Obwohl die Konjunktur Vielen die Sorgenfalten auf die Stirn
treibt, bin ich grundsätzlich positiv gestimmt. Denn in Zeiten,
in denen Personalverfügbarkeit zum Wettbewerbsfaktor wird, kommt
die Zeit der Rekrutierungsprofis. Auch hier wird sich relativ
schnell die Frage in der Wirtschaft nach dem „make or buy“
stellen. Und, seien wir doch mal ehrlich: Die Personalarbeit ist
nicht die Kernkompetenz der meisten Industrie-, Handwerks- oder
Dienstleistungsunternehmen. Aber es ist die Kernkompetenz der
Personaldienstleister. Und deswegen ist mir grundsätzlich um
unsere Branche auch nicht bange.
Entbürokratisierung
Allerdings wird unsere tägliche Arbeit schon durch einige
Regelungen erschwert, die weder logisch noch sinnvoll sind. Wenn
die Überschrift „Bürokratisierung“ aufgerufen wird, ist
„Schriftformerfordernis“ das erste Buzzword in diesem
Zusammenhang. Und es entbehrt angesichts einer allgemeinen
Diskussion über die Bedeutung der Digitalisierung für unser
Wirtschaftsleben auch nicht einer gewissen Komik, dass wir heute
noch darüber sprechen, dass Arbeitnehmerüberlassungsverträge
grundsätzlich zunächst einmal die handschriftliche Unterschrift
der beiden Vertragsparteien tragen müssen. Unabhängig davon,
dass es über Bevollmächtigungsmodelle oder eine qualifizierte
elektronische Signatur Möglichkeiten gibt, diese abstruse
Regelung ein wenig praktikabler zu gestalten, müssen wir doch
feststellen, dass der Gesetzgeber – und in Teilen auch die
Kontrollbehörden – an praxisfernen Regelungen wie dieser
festhalten, die keinerlei erkennbaren Nutzen für irgendwen
bedeuten.
Gesetzgeber in der Pflicht
Und das, obwohl sie es besser wissen müssten. Denn im 2.
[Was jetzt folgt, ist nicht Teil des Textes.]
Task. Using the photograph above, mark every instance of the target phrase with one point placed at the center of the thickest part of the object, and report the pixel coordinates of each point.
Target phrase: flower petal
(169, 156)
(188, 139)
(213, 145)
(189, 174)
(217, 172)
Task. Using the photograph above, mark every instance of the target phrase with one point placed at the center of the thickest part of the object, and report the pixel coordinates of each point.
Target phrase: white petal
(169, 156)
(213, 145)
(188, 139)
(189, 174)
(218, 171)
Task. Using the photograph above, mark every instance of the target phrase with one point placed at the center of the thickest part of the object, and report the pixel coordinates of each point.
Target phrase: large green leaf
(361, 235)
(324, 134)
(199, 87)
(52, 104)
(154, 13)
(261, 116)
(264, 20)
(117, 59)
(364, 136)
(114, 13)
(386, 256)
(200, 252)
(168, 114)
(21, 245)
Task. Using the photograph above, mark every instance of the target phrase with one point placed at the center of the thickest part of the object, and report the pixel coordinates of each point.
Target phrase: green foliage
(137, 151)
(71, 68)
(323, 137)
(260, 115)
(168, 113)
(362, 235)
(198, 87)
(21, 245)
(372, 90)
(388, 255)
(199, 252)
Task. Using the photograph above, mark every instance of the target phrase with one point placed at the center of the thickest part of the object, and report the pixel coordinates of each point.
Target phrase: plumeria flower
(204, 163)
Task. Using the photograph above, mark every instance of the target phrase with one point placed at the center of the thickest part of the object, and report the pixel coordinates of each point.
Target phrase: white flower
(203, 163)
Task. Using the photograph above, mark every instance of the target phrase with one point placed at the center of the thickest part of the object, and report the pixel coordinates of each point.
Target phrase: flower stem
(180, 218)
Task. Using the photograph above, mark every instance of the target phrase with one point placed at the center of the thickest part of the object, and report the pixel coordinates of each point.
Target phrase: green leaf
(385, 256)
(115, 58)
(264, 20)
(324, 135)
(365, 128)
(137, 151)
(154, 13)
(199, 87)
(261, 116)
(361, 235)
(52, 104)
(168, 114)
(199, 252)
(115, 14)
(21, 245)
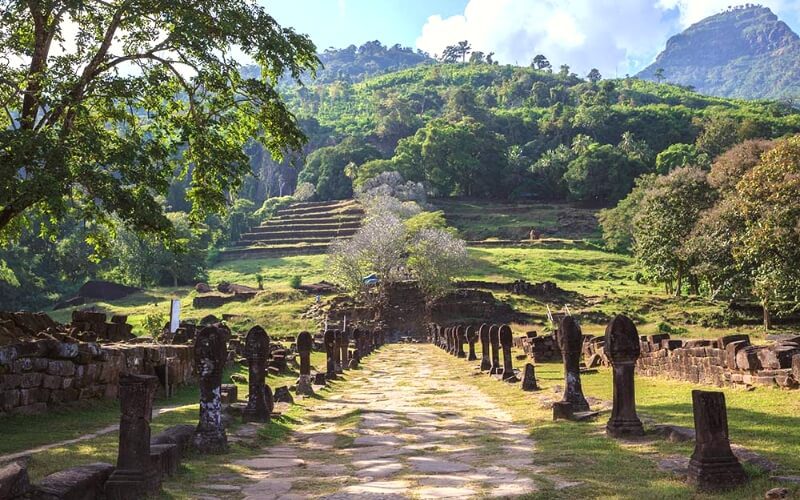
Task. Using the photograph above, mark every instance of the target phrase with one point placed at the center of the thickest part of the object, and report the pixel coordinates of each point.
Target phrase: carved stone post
(483, 334)
(623, 349)
(506, 339)
(135, 477)
(713, 465)
(472, 336)
(210, 351)
(304, 345)
(345, 348)
(256, 349)
(494, 345)
(330, 347)
(461, 338)
(570, 340)
(529, 378)
(337, 351)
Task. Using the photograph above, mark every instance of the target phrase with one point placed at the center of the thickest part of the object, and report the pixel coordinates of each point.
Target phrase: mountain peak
(742, 52)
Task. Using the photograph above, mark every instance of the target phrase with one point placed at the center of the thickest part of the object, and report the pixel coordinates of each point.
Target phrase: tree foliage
(102, 116)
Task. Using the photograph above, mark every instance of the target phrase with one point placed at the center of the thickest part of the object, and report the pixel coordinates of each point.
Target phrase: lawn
(765, 421)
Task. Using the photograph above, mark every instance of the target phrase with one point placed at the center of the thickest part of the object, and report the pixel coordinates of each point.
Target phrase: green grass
(765, 421)
(480, 220)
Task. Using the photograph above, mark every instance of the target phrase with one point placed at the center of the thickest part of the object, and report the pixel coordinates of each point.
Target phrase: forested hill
(743, 52)
(513, 132)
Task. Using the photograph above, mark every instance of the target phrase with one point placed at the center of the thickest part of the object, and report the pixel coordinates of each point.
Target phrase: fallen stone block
(84, 482)
(14, 480)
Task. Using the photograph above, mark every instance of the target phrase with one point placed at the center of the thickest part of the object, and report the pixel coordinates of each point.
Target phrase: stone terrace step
(272, 252)
(330, 208)
(289, 240)
(272, 224)
(350, 211)
(302, 234)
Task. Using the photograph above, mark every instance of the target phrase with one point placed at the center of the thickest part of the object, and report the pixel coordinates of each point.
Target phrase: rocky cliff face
(744, 52)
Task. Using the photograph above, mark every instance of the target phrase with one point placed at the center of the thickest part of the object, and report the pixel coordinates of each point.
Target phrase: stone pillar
(345, 348)
(256, 350)
(330, 347)
(529, 378)
(570, 340)
(210, 351)
(506, 339)
(461, 339)
(494, 346)
(472, 336)
(304, 344)
(483, 335)
(623, 349)
(135, 477)
(337, 351)
(713, 465)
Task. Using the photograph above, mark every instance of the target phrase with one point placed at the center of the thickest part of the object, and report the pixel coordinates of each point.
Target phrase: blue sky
(616, 36)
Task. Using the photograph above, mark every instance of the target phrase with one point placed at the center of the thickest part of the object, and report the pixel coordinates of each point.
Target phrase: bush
(153, 323)
(271, 207)
(305, 191)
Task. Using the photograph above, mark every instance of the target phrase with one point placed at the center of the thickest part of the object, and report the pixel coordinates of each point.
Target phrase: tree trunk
(694, 285)
(767, 318)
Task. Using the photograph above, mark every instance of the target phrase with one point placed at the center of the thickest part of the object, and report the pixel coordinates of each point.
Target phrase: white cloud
(615, 36)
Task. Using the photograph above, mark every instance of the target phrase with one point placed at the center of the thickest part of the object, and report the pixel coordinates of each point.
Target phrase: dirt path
(399, 428)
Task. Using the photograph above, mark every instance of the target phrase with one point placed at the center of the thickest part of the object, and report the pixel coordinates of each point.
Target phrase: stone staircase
(299, 229)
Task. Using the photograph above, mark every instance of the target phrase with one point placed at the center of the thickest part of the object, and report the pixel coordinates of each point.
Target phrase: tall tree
(106, 99)
(540, 62)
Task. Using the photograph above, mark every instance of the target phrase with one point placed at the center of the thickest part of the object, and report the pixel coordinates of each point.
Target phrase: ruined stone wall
(539, 348)
(727, 361)
(37, 374)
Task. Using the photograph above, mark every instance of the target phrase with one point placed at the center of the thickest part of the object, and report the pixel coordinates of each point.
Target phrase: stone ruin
(622, 346)
(730, 361)
(44, 364)
(569, 341)
(713, 465)
(257, 351)
(210, 351)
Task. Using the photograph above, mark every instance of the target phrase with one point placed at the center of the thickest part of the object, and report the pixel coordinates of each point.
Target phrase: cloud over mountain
(615, 36)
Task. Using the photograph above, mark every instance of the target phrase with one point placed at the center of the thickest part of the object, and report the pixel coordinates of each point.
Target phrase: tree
(326, 167)
(105, 100)
(435, 257)
(540, 62)
(667, 213)
(770, 244)
(600, 174)
(729, 167)
(616, 222)
(680, 155)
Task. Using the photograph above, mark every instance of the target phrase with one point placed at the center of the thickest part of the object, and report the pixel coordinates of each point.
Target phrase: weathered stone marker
(713, 465)
(461, 339)
(330, 347)
(570, 340)
(483, 334)
(623, 349)
(472, 337)
(210, 352)
(529, 378)
(337, 351)
(506, 339)
(345, 348)
(135, 477)
(494, 345)
(256, 350)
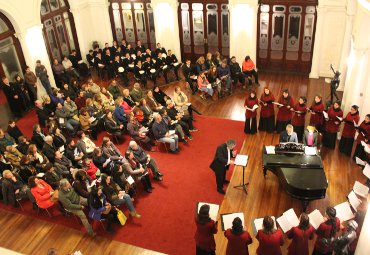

Datenschutzanpassungsgesetz wurde ausdrücklich die Möglichkeit
eingeräumt, dass Beschäftigte der Verarbeitung ihrer
personenbezogenen Daten – und deren Schutz hat ja unbestritten
eine sehr hohe Priorität – per Textform zustimmen dürfen. Hier
begründet das der Gesetzgeber ausdrücklich damit, dass diese
Erleichterung dem Ziel des Koalitionsvertrages entspreche, „alle
Gesetze auf ihre Digitaltauglichkeit zu überprüfen“ –
insbesondere vor dem Hintergrund „erneute, ehrgeizige
Überprüfung der Schriftformerfordernisse“ durchzuführen.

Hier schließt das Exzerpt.